As reported here several weeks ago, screenwriting advisor-extraordinaire Chae Ko was promoted to top gun of the Writers’ Program’s screenwriting unit, with responsibility for more than 215 annual onsite and online screenwriting courses. The seat made vacant by Chae was finally filled last week when Hillary Hintzen joined the screenwriting unit as program assistant, and it’s been said that Chae’s sigh of relief could be heard round the Extension building.
Hillary is no stranger to Extension, having taken a handful of writing courses this past year while working as the assistant to the advisor of the Architecture and Interior Design Program. Hillary’s also a graduate of UCLA in American Literature and Culture and she studied film at Santa Barbara City College and in Rome, Italy.
You can learn more about Hillary, the newest addition to the Writers’ Program staff, in the interview below.
Writers’ Program: As you’ve likely heard, taking over for Chae as the advisor in Screenwriting means you have some pretty big shoes to fill. Tell us a little something about your background in advising in general, and in screenwriting in particular.

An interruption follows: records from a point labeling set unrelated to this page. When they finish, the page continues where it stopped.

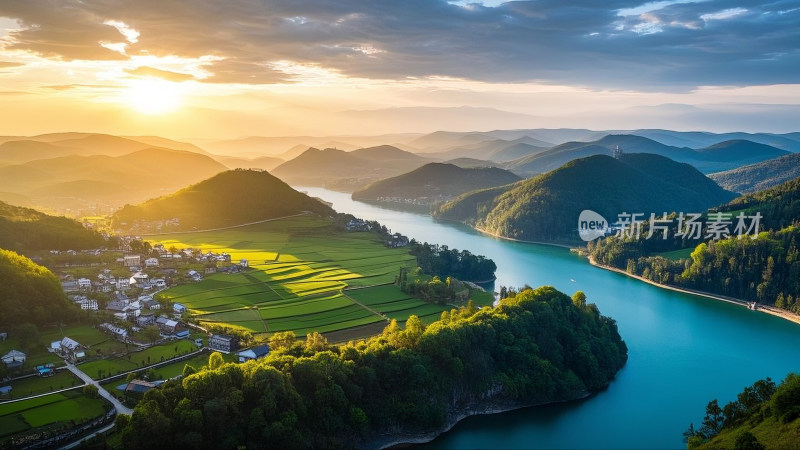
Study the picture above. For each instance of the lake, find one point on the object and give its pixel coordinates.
(684, 350)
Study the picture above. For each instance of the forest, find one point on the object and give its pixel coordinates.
(764, 415)
(536, 347)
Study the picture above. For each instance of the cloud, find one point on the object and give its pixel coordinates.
(664, 45)
(145, 71)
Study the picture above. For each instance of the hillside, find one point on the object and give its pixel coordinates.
(759, 176)
(77, 181)
(547, 207)
(29, 293)
(229, 198)
(718, 157)
(347, 171)
(27, 230)
(778, 205)
(763, 416)
(434, 183)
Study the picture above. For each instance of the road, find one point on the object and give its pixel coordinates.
(121, 409)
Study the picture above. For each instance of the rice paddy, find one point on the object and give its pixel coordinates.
(303, 277)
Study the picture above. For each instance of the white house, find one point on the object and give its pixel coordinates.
(253, 353)
(14, 358)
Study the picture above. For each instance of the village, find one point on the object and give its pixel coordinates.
(134, 337)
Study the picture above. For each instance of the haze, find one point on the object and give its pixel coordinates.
(213, 69)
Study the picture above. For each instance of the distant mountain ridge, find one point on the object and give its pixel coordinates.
(347, 171)
(759, 176)
(721, 156)
(547, 207)
(434, 182)
(230, 198)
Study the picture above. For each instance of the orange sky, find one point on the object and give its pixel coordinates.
(88, 68)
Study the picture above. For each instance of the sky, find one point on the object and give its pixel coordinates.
(223, 69)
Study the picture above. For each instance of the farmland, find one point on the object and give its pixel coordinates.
(54, 410)
(304, 276)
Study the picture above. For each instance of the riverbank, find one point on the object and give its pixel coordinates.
(506, 238)
(786, 315)
(408, 439)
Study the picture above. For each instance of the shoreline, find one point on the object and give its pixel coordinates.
(411, 439)
(506, 238)
(786, 315)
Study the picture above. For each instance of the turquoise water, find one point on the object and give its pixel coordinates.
(683, 350)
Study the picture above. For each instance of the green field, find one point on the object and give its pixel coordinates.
(299, 270)
(35, 385)
(54, 409)
(103, 368)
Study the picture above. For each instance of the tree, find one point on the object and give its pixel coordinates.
(712, 422)
(215, 361)
(151, 333)
(90, 391)
(316, 342)
(282, 341)
(746, 441)
(579, 299)
(27, 335)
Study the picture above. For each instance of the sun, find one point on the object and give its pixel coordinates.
(153, 96)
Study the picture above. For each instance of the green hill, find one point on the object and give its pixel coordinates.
(547, 207)
(25, 230)
(779, 205)
(129, 178)
(230, 198)
(763, 416)
(29, 293)
(722, 156)
(759, 176)
(347, 170)
(434, 182)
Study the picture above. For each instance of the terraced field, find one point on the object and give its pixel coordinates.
(304, 277)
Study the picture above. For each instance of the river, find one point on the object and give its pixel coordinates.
(684, 350)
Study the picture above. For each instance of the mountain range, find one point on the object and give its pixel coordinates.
(229, 198)
(433, 183)
(547, 207)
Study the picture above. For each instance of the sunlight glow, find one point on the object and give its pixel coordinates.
(153, 96)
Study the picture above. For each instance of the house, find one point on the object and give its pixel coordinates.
(69, 286)
(253, 353)
(139, 386)
(145, 319)
(131, 260)
(119, 332)
(150, 304)
(88, 305)
(70, 348)
(166, 325)
(14, 359)
(223, 343)
(84, 284)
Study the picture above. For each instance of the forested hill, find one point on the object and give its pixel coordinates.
(434, 182)
(547, 207)
(763, 416)
(229, 198)
(30, 293)
(26, 230)
(537, 347)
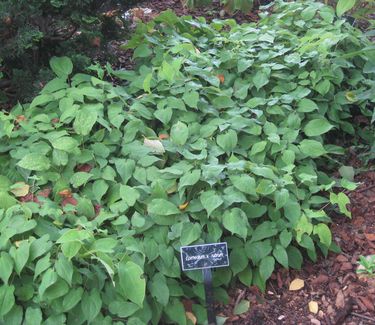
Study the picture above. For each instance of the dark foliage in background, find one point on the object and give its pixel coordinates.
(32, 31)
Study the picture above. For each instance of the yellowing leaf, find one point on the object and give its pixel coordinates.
(20, 189)
(155, 145)
(191, 317)
(350, 96)
(313, 307)
(183, 206)
(65, 193)
(296, 284)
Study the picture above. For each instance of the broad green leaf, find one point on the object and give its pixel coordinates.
(6, 200)
(190, 178)
(6, 266)
(234, 221)
(238, 260)
(266, 267)
(129, 194)
(294, 257)
(162, 207)
(142, 51)
(64, 268)
(317, 127)
(122, 308)
(265, 230)
(132, 282)
(227, 141)
(35, 161)
(85, 120)
(179, 133)
(244, 183)
(67, 144)
(347, 172)
(223, 102)
(261, 78)
(242, 307)
(159, 289)
(281, 255)
(33, 316)
(73, 297)
(14, 316)
(341, 199)
(48, 279)
(6, 299)
(175, 311)
(91, 304)
(246, 276)
(265, 187)
(21, 256)
(324, 234)
(61, 66)
(190, 233)
(80, 178)
(285, 238)
(307, 105)
(210, 201)
(312, 148)
(70, 249)
(343, 6)
(281, 198)
(191, 98)
(99, 189)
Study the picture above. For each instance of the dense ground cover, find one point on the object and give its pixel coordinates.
(222, 132)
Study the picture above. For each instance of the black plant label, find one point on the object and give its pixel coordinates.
(205, 256)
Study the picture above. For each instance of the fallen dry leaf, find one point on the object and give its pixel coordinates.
(313, 307)
(191, 316)
(183, 206)
(86, 168)
(65, 193)
(340, 300)
(69, 200)
(370, 237)
(20, 189)
(163, 136)
(155, 145)
(296, 284)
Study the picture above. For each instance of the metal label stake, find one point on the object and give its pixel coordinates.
(205, 257)
(207, 278)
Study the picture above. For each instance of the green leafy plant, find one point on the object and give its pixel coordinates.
(360, 10)
(31, 32)
(237, 5)
(367, 265)
(223, 132)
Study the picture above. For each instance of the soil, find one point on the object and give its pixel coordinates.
(343, 296)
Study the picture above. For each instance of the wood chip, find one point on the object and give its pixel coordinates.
(313, 307)
(191, 317)
(340, 300)
(370, 237)
(296, 284)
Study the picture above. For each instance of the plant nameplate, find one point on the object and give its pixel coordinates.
(205, 256)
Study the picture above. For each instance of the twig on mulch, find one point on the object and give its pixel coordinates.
(364, 317)
(366, 188)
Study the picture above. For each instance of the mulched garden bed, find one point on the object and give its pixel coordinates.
(342, 296)
(332, 282)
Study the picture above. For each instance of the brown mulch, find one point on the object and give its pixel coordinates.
(342, 296)
(147, 10)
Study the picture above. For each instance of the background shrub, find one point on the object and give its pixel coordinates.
(31, 32)
(222, 133)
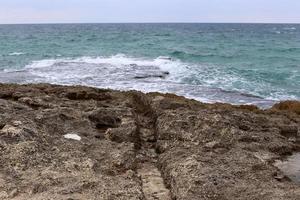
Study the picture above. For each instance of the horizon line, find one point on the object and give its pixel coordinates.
(49, 23)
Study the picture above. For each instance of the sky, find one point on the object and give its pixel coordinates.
(115, 11)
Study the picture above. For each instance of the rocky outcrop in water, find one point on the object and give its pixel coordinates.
(61, 142)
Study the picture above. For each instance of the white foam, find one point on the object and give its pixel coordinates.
(119, 72)
(16, 53)
(72, 137)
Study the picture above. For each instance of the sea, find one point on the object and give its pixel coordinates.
(232, 63)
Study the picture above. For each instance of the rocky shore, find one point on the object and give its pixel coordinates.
(59, 142)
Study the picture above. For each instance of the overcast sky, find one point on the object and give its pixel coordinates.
(66, 11)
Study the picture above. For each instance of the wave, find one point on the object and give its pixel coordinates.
(16, 53)
(205, 82)
(290, 28)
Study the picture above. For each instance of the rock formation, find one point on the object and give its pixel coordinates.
(59, 142)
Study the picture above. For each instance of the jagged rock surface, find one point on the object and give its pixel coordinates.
(140, 146)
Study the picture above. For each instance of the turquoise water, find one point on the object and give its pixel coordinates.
(235, 63)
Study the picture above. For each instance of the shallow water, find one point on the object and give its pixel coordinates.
(291, 167)
(234, 63)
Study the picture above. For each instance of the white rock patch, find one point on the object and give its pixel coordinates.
(72, 137)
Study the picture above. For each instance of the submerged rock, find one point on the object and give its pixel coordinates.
(140, 146)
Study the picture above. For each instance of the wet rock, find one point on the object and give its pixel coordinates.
(289, 131)
(138, 146)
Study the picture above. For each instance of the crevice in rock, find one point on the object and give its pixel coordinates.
(153, 183)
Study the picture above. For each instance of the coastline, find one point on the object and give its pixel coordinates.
(131, 145)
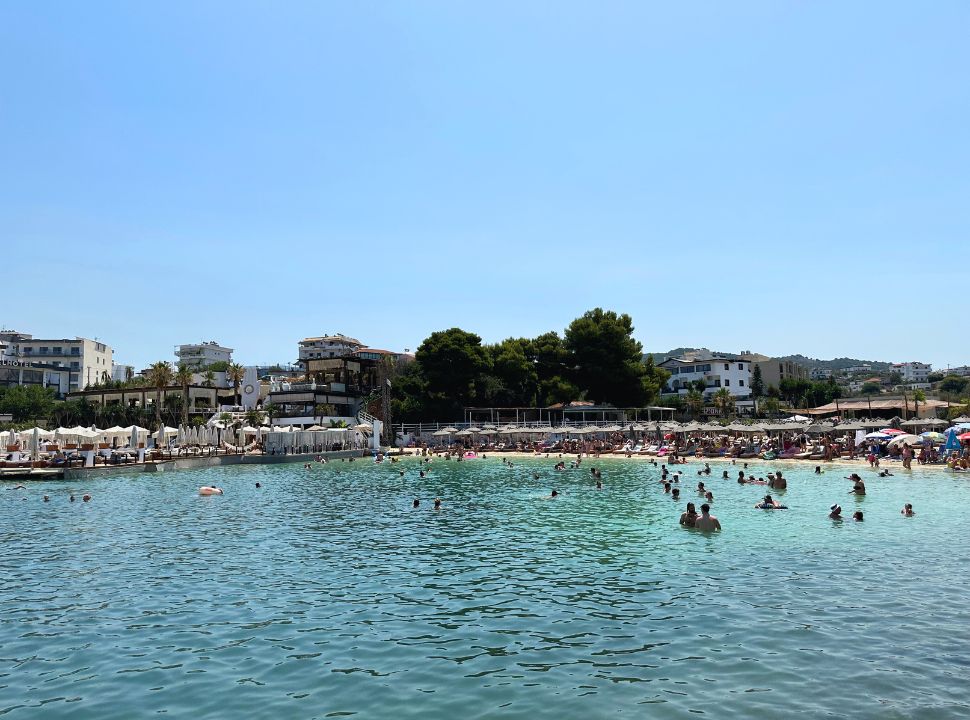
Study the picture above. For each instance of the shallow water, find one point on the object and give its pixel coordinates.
(324, 594)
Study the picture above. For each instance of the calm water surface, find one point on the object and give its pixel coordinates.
(323, 594)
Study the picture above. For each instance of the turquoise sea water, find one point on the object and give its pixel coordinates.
(324, 594)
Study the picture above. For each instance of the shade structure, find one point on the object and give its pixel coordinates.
(905, 439)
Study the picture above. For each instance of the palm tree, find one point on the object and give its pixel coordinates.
(724, 401)
(183, 376)
(694, 402)
(235, 374)
(160, 377)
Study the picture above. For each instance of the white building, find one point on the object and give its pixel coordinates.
(88, 361)
(820, 373)
(715, 372)
(328, 346)
(120, 373)
(199, 355)
(914, 372)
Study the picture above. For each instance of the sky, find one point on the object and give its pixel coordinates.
(781, 177)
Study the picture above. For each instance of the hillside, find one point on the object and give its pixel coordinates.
(834, 364)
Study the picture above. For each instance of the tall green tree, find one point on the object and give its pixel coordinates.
(453, 363)
(606, 361)
(160, 376)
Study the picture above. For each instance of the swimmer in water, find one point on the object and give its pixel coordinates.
(706, 521)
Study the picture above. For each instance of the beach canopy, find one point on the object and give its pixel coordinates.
(900, 440)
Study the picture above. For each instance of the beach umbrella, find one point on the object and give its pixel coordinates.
(904, 439)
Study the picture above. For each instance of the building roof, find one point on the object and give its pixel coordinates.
(333, 338)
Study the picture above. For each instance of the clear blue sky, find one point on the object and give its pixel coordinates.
(779, 177)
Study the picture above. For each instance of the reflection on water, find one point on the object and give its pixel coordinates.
(324, 593)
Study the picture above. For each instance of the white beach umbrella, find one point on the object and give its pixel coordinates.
(901, 440)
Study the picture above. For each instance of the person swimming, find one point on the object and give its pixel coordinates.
(769, 503)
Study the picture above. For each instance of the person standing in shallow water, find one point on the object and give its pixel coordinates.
(706, 521)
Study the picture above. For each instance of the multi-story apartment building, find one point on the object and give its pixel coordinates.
(328, 346)
(87, 361)
(715, 371)
(200, 355)
(914, 372)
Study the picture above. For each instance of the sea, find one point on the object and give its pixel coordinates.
(324, 593)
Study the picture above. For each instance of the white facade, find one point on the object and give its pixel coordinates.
(120, 373)
(914, 372)
(329, 346)
(202, 354)
(89, 361)
(715, 372)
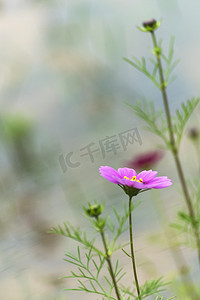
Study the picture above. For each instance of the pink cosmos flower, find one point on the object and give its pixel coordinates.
(133, 183)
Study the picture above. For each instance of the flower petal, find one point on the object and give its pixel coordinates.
(147, 175)
(126, 172)
(109, 173)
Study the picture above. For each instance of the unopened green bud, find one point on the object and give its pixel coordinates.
(193, 133)
(94, 210)
(150, 25)
(100, 224)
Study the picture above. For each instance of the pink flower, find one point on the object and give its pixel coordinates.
(133, 183)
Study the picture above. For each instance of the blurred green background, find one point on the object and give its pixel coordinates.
(63, 86)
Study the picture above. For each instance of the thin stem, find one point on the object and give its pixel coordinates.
(108, 259)
(132, 250)
(174, 149)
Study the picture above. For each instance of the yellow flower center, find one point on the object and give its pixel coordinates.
(134, 179)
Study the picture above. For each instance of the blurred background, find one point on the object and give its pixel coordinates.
(64, 87)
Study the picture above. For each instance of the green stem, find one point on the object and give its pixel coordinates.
(132, 250)
(174, 149)
(108, 259)
(175, 250)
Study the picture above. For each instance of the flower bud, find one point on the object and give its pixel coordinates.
(193, 133)
(94, 210)
(149, 23)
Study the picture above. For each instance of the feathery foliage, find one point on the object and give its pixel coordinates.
(182, 116)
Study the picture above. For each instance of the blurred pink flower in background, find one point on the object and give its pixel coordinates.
(145, 160)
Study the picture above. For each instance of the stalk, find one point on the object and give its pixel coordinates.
(108, 259)
(132, 251)
(174, 149)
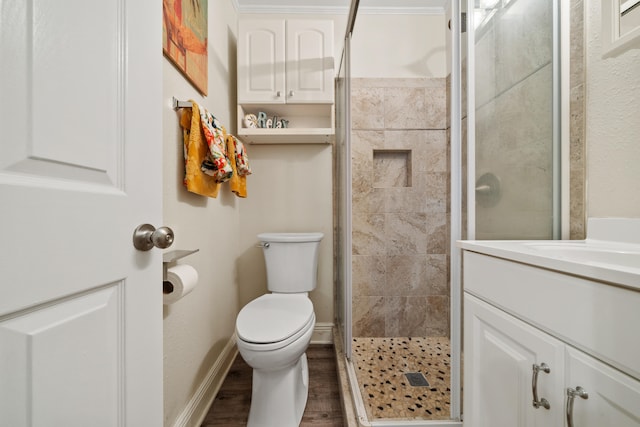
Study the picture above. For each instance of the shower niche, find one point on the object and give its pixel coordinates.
(391, 168)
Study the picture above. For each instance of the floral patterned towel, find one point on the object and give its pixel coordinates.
(216, 164)
(242, 160)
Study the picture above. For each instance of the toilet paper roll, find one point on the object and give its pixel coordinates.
(181, 279)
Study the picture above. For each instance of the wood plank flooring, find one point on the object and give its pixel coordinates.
(324, 409)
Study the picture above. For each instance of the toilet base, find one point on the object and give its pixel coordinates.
(278, 398)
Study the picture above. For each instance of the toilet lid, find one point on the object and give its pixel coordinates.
(273, 317)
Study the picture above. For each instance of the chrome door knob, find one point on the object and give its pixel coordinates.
(146, 236)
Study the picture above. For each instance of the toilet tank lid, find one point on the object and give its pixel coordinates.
(273, 317)
(290, 237)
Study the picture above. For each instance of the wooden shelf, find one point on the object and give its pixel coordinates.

Hillary Hintzen: As assistant to the advisor of the UCLA Extension Architecture and Interior Design Program, I had the opportunity to advise students myself. I pride myself on listening intently to each student in order to determine the courses and instructors that will help each one realize his or her specific goals. In terms of screenwriting experience, I spent my first two years of college studying film. I took several screenwriting courses, a few theory courses, and even wrote several short films. But I’ve really been a film enthusiast my whole life. My uncle often recounts the story of me as a 7-year-old breaking The Little Mermaid into scenes so I could explain the story to him.
WP: In 2005, you had the good fortune to travel to Rome for three months to write, direct, and produce student short films. What was that adventure like?
HH: My experience in Rome was wonderful! I was fortunate enough to get a tour of the legendary Cinecitta studios and see the sets (or at least what remained of them) from hundreds of films, including The Life Aquatic which had just wrapped filming there. However, we spent the majority of our time writing scripts, drawing story boards and trying to shoot low-budget films without getting into too much trouble with the police (we didn’t have a single permit). It was definitely an exciting experience.
WP: What one movie would you watch over and over again and why?
HH: My choice of movie really depends on my mood. I absolutely love Dr. Strangelove! I’m a fan of Kubrick and I love that particular screenplay. It also features one of my favorite actors (Peter Sellers) in several amazing roles. It’s completely hilarious but has an important political message that I think resonates strongly even today. I also adore Breakfast at Tiffany’s. I actually like the film more than the novella (sorry Capote!). And who doesn’t love Audrey Hepburn?
WP: You volunteer as a literacy tutor at the Los Angeles Public Library. How did you get involved? What rewards are you reaping from the experience?
HH: When I graduated from UCLA with my English degree I wanted to find a way to make use of my education and to have a positive impact on my surroundings. As I was searching for volunteer opportunities I happened to come across the LAPL tutor website. The program is primarily for adults who speak English but have never learned to read or write it. You start by teaching basic reading and writing skills (sometimes as basic as the ABCs) and get the chance to watch them make quick progress. They are all eager to be there and they have concrete goals in mind, from reading to their children to finding a better career. The time commitment is only about 6-8 hours per week and it’s worth every minute. Promoting literacy is something that’s very important to me and I hope I can find ways to get further involved. I would definitely encourage others to join the program.
WP: Your interests include writing, music, and photography. If there were unlimited hours in the day, how would you spend them?
HH: I would definitely write more often. I always get brief moments of inspiration but run out of time to follow through with them. I’d also probably go for a lot of hikes with my camera. I love being outdoors and enjoy nature photography more than portraiture. I think I’d probably listen to a lot more music too. I worked in a record store for 2 ½ years and listened to music all day but I still feel like there’s so much more to explore. I feel the same way about books. I have a constant mental list of things I’d like to read and listen to, and it only gets longer!